Restriction of irreducible representation; index 2 subgroup

The problem is as follows:

Let $$G$$ be a finite group and $$H$$ a subgroup of index 2. Assume that whenever two elements of $$H$$ are conjugate in $$G$$, they are conjugate in $$H$$. Prove that the restriction of every irreducible complex representation of $$G$$ to $$H$$ remains irreducible.

The first part of the problem involved proving that if $$V$$ is an irreplaceable of $$G$$, then $$Res_G^H(V)$$ is either irreducible or is the direct sum of two non-isomorphic irreducible representations. For this, I used the identity $$Ind (Res (V)) = V \otimes P$$, where $$P$$ is the permutation representation of $$G$$ on $$G/H$$. Simply by dimensional arguments and Frobenius reciprocity, we have $$(\chi_{Res (U)}, \chi_{Res (U)}) = (\chi_{Ind(Res(U))}, \chi_U) = 1 \text{ or } 2$$, which gives the first part.
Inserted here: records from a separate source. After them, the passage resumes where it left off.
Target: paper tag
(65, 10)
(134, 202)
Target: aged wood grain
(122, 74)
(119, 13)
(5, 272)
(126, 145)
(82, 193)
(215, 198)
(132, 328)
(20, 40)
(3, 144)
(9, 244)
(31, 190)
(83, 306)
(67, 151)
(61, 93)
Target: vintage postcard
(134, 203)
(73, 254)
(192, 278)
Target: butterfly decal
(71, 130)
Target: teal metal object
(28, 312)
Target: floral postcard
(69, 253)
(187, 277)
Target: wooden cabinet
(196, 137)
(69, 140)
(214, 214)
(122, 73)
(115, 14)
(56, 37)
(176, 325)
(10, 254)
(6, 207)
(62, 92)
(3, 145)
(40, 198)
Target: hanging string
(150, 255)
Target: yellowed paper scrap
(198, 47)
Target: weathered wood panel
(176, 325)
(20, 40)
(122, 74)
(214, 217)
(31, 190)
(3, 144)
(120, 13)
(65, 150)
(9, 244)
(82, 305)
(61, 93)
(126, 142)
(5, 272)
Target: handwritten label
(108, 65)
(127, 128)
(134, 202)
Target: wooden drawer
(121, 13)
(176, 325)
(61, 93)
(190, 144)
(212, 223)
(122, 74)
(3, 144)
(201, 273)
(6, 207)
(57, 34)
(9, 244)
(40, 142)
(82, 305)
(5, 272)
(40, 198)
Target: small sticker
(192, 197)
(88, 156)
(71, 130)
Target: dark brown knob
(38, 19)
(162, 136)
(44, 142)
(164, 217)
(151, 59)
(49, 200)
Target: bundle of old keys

For the second, I was thinking of investigating $$V \otimes P$$ more. Specifically, $$P$$ breaks up into a trivial representation and a representation corresponding to the homomorphism $$\sigma: G \to G/H \cong \{ \pm 1 \}$$, which I call the "alternating rep" by analogy with the symmetric group.

$$(\chi_{Ind(Res(U))}, \chi_U) =2$$, then, if and only if $$U \otimes \text{ alternating} \cong U$$. This then comes down to showing that:

$$\sum_{g \not \in H} |\chi(g)|^2 - \sum_{h \in H} |\chi(g)|^2 =0$$, since this is $$|G| \cdot (\chi_{U}, \chi_{U \otimes \text{alternating}})$$. Somehow, I was hoping that the assumption that whenever two elements of $$H$$ are conjugate in $$G$$, they are conjugate in $$H$$ would let me do something with the sums $$\sum_{h \in D_i} h \in \mathbb{C} [G]$$, since this assumption implies that this is an element of the center, and then Schur's Lemma tells me it acts by multiplication by constant.

But, I'm having trouble using this kind of reasoning!

What else can I do? How do you do this? Does my approach seem at all correct? Could you set me on the right path?